Marnen said:
Huh? Normalization transformations should be pretty easy to implement.
But the point is, you can't do anything useful with this until you
*transcode* it anyway, which you can do using Iconv (in either 1.8 or
1.9).
ruby 1.9's big flag feature of being able to store a string in its
original form tagged with the encoding doesn't help the OP much, even if
it had been tagged correctly.
I mean, to a degree ruby 1.9 already supports this UTF-8-MAC as an
'encoding'. For example:
decomp = [101, 115, 112, 97, 110, 771, 111, 108, 46, 108, 110, 103].map { |x| x.chr("UTF-8-MAC") }.join => "español.lng"

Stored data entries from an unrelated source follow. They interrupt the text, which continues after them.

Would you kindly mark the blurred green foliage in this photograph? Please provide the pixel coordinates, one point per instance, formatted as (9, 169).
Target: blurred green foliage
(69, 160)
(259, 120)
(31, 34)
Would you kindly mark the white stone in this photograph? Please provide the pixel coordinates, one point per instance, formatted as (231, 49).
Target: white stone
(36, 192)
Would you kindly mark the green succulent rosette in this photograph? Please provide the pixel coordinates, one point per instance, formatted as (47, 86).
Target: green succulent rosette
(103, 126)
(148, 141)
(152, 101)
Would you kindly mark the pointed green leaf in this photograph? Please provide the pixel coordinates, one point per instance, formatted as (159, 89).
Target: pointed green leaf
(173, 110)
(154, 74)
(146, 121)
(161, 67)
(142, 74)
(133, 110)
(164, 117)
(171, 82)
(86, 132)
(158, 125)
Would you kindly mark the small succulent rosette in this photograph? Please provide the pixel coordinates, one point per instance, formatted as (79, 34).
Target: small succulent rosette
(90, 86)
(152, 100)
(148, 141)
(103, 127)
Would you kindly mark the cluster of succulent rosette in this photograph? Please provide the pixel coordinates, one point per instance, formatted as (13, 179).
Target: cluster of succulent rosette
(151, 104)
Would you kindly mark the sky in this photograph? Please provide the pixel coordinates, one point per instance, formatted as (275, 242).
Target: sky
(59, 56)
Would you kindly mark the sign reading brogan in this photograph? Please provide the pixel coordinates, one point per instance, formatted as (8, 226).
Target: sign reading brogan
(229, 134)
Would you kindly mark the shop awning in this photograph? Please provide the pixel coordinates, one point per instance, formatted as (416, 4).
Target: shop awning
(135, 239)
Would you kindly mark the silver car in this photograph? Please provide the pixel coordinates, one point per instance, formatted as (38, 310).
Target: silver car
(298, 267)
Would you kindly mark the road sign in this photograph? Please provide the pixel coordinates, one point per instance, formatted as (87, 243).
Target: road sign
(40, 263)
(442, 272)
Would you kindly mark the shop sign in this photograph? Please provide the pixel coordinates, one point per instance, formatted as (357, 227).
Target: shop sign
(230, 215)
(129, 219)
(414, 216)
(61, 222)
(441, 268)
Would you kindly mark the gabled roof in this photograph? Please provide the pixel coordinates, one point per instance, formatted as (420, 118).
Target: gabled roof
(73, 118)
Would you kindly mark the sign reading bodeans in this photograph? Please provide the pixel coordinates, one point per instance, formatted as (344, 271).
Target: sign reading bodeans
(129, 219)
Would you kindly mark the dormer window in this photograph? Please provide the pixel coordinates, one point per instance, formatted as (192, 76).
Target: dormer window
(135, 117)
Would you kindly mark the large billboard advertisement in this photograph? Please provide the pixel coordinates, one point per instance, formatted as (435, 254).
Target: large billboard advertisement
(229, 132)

decomp.codepoints.to_a => [101, 115, 112, 97, 110, 771, 111, 108, 46, 108, 110, 103]
decomp.encoding
=> #<Encoding:UTF8-MAC>
Notice that the n-accent is displayed as a single character by the
terminal, even though it is two codepoints (110,771)
So you could argue that Dir[] on the Mac is at fault here, for tagging
the string as UTF-8 when it should be UTF-8-MAC.
But you still need to transcode to UTF-8 before doing anything useful
with this string. Consider a string containing decomposed characters
tagged as UTF-8-MAC:
(1) The regexp /./ should match a series of decomposed codepoints as a
single 'character'; str[n] should fetch the nth 'character'; and so on.
I don't think this would be easy to implement, since finding a character
boundary is no longer a codepoint boundary.
What you actually get is this:
=> ["e", "s", "p", "a", "n", "̃", "o", "l", ".", "l", "n", "g"]
Aside: note that "̃ is actually a single character, a double quote with
the accent applied!
(2) The OP wanted to match the regexp containing a single codepoint /ñ/
against the decomposed representation, which isn't going to work anyway.
That is, ruby 1.9 does not automatically transcode strings so they are
compatible; it just raises an exception if they are not.
Encoding::CompatibilityError: incompatible encoding regexp match (UTF-8
regexp with UTF8-MAC string)
from (irb):5
from /usr/local/bin/irb19:12:in `<main>'
(3) Since ruby 1.9 has a UTF-8-MAC encoding, it *should* be able to
transcode it to UTF-8 without using Iconv. However this is simply
broken, at least in the version I'm trying here.
ArgumentError: invalid byte sequence in UTF-8
from (irb):10:in `codepoints'
from (irb):10:in `each'
from (irb):10:in `to_a'
from (irb):10
=> 24186
(4) If general support for decomposed form would be added as further
'Encodings', there would be an explosion of encodings: UTF-8-D,
UTF-16LE-D, UTF-16BE-D etc, and that's ignoring the "compatible" versus
"canonical" composed and decomposed forms.
(5) It is going to be very hard (if not impossible) to make a source
code string or regexp literal containing decomposed "n" and "̃" to be
distinct from a literal containing a composed "ñ". Try it and see.
(In the above paragraph, the decomposed accent is applied to the
double-quote; that is, "̃ is actually a single 'character'). Most
editors are going to display both the composed and decomposed forms
identically.
I think this just shows that ruby 1.9's complexity is not helping in the
slightest. If you have to transcode to UTF-8 composed form, then ruby
1.8 does this just as well (and then you only need to tag the regexp as
UTF-8 using //u)